10 juillet 1971

(À propos de quelques paroles de Mère notées de mémoire par une disciple.)

«Quand la vie est harmonieuse, ce n’est pas une récompense donnée par le Divin. Si la vie était normalement ce qu’elle doit être, tout serait toujours harmonieux...

Oui, quand c’est harmonieux, on croit: «Le Divin est content de moi»! Les gens croient comme cela, mais ce n’est pas vrai: c’est l’état NORMAL.

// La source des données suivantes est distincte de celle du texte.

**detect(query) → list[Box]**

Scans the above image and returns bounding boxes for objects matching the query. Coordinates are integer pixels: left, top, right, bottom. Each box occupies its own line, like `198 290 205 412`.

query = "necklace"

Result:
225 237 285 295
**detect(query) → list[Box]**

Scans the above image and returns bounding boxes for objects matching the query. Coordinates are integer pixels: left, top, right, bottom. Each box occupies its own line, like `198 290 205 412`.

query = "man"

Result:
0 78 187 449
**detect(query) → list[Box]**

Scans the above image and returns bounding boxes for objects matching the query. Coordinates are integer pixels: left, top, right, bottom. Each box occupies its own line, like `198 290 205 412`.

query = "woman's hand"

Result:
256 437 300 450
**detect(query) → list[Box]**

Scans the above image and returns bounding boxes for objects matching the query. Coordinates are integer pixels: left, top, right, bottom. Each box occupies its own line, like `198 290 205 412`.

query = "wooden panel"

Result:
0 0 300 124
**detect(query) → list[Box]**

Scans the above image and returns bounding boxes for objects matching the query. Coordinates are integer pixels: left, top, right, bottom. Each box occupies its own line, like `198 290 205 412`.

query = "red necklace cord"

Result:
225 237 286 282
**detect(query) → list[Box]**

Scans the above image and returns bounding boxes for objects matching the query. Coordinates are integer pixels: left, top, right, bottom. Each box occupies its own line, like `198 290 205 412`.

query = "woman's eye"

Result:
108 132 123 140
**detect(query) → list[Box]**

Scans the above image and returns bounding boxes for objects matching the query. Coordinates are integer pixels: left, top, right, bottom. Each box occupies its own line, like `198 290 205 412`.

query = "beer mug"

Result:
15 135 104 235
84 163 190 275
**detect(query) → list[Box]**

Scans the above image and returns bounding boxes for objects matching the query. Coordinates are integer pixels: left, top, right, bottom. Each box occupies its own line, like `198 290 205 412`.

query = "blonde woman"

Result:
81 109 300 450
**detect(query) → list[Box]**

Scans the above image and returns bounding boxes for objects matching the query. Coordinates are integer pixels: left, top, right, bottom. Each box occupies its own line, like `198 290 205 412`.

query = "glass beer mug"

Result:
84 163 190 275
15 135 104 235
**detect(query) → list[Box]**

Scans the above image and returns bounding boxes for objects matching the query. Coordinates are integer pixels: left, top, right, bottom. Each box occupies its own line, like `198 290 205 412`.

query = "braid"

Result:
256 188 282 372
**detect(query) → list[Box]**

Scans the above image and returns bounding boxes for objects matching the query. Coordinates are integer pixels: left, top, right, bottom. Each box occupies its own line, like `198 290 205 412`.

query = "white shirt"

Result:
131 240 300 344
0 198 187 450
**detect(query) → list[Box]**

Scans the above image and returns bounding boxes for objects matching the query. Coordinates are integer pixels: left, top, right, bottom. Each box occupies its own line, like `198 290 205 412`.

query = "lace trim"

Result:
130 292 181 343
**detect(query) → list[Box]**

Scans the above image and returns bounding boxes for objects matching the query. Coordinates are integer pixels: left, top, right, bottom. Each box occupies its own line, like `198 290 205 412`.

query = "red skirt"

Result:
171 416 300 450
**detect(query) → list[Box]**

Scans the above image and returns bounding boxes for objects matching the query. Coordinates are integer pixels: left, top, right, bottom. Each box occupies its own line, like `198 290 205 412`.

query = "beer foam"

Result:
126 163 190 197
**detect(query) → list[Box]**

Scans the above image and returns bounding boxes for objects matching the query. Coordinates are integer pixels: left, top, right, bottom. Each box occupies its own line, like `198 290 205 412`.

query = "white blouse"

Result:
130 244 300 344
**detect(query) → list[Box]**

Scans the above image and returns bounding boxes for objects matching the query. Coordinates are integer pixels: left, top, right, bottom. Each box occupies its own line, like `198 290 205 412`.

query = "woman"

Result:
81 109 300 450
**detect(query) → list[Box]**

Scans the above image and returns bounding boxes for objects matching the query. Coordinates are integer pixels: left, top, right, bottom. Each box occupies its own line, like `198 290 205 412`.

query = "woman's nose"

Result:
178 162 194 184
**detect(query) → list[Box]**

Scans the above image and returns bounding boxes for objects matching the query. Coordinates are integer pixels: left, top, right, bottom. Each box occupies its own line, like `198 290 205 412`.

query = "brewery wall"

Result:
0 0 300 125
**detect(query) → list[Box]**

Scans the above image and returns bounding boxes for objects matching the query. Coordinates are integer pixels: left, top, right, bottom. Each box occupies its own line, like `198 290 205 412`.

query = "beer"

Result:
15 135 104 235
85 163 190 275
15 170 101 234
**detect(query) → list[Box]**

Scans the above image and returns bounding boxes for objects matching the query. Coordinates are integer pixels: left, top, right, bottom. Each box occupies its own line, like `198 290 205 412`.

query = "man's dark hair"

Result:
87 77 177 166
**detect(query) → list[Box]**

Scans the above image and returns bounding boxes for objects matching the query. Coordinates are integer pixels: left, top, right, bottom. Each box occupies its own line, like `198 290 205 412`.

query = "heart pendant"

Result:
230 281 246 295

«...C’est à cause de nos imperfections qu’elle ne l’est pas, et quand les imperfections disparaissent, les difficultés disparaissent en même temps.»[1]

* * *

Peu après

L’expérience dans le corps est très intéressante. Toutes les soi-disant souffrances morales, intellectuelles, psychologiques, c’est-à-dire de la conscience qui n’est pas purement matérielle, ça lui paraît des enfantillages. Hier, il a eu... (comment dire? je ne sais pas comment expliquer). Il ne sent pas les choses par rapport à lui-même, il sent les choses... (silence) DANS les autres, mais avec une conscience générale, pas une conscience personnelle; et la souffrance physique, c’est-à-dire les maladies, les accidents, il a une telle horreur de cela qu’il s’est demandé pourquoi-pourquoi le monde existe comme cela[2]? Et alors, il a compris pourquoi les gens ne veulent plus avoir de corps (ça lui paraissait toujours ridicule avant), il a compris pourquoi. C’était une expérience tellement intense! il a eu une aspiration, quelque chose comme une prière (mais ce n’est pas une prière): «Que le monde change! que le monde change, il FAUT qu’il change – ou qu’il disparaisse.» Mais l’idée de disparaître ne lui était pas venue, ça lui paraissait... il lui semblait que le monde tendait vers une perfection harmonieuse; mais, n’est-ce pas, ça dure – cette durée du temps est terrible! Il y avait une aspiration d’une intensité incroyable pour la transformation. Tout paraît si épouvantable parce que... parce qu’il FAUT, il faut la transformation. Et que l’on puisse être satisfait d’un monde comme cela, c’est impossible – c’est impossible à une conscience physique qui est consciente du Divin. C’est impossible, il faut que ça change absolument. Et ça, c’était tellement aigu... ça m’a tenue toute la nuit, toute la journée comme cela pendant que je vois les gens, une intensité: il faut que ça change, il faut que ça change...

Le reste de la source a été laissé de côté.